EvanFlow: TDD Feedback Loop for Claude Code

Evan Klem released EvanFlow, an orchestration framework for Claude Code that treats AI-assisted coding as a "conductor, not autopilot" process. The framework enforces a structured loop: brainstorm, plan, execute, test, iterate, then stop. At every checkpoint, the agent waits for human approval before continuing. No auto-commits, no forced PRs. You can't skip steps.

The framework ships with 16 skills and 2 custom subagents. For larger projects with 3 or more independent units, EvanFlow forks into a parallel pattern with separate coder and overseer agents. Integration tests serve as executable contracts between components. The iteration loop has a hard cap of 5 rounds and runs against a "Five Failure Modes" checklist that catches hallucinated actions, scope creep, cascading errors, context loss, and tool misuse. The urgency problem that causes agents to prioritize visible progress over correctness is mitigated by this strict enforcement.

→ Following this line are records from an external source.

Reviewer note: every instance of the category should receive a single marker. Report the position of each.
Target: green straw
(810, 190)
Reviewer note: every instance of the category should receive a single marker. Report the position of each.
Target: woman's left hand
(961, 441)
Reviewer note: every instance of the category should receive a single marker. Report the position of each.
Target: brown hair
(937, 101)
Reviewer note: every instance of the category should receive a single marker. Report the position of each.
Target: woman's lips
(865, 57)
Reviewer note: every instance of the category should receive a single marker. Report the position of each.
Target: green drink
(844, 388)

The guardrails cite real data. EvanFlow references HumanEval data showing 62% of LLM-generated test assertions are wrong. It explicitly checks whether a one-character bug would still pass assertions. It also watches for context drift, which industry data suggests causes roughly 65% of enterprise AI coding failures. These failure patterns show up in real production use, not just in testing labs.

In practice, you describe what you want to build. EvanFlow brainstorms approaches and waits for your pick. Then it writes a plan and pauses again. Only after you approve does it start coding, writing tests first, then implementation. The framework installs via Claude Code's plugin marketplace and bundles a hook that blocks destructive git operations like force pushes and hard resets. You need jq installed or the guardrails fail silently, which defeats the purpose. Whether this level of structure appeals to you probably depends on how much you trust autonomous coding agents. EvanFlow clearly comes down on the side of human judgment and taste.